Negotiations between India and the European Free Trade Association (EFTA) on a crucial trade deal have hit a roadblock, primarily due to Switzerland’s apprehensions over mobility and intellectual property rights (IPR). The 20th round of talks, held in Geneva and via video-conference from November 20-30, saw concerns raised by Switzerland, a member of the EFTA, regarding the mobility of Indian professionals and IPR.
Switzerland’s unease with the provisions related to the mobility of Indian professionals stems from its status as a Schengen visa framework member, despite not being part of the European Union. Intellectual property rights, crucial for many EFTA exports, particularly from Switzerland, have also become a sticking point in the negotiations.
The EFTA, comprising Iceland, Liechtenstein, Norway, and Switzerland, aims to finalize the Trade and Economic Partnership Agreement (TEPA) before India’s general election process begins in 2024. Talks, initiated in 2008, were put on hold in 2013 but resumed in 2016 and gained momentum this year. However, the recent Swiss concerns and a revised Indian proposal on market access have complicated the negotiations, despite significant progress in recent months.

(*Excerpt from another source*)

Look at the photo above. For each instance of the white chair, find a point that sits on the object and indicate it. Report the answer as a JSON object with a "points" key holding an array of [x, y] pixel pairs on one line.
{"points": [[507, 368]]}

While there is no official deadline for concluding the deal, both sides aim to sign TEPA early next year. Efforts are underway to address outstanding issues, with recent high-level visits from Norway’s trade minister and Switzerland’s state secretary for economic affairs to New Delhi. The talks covered various aspects, including trade in goods and services, rules of origin, IPR, trade and sustainable development, and more.
Both India and the EFTA are keen on achieving a balanced trade deal, considering the current trade imbalance favoring EFTA member states. The total trade between India and EFTA in 2021-22 was $27.23 billion, with a significant deficit for India.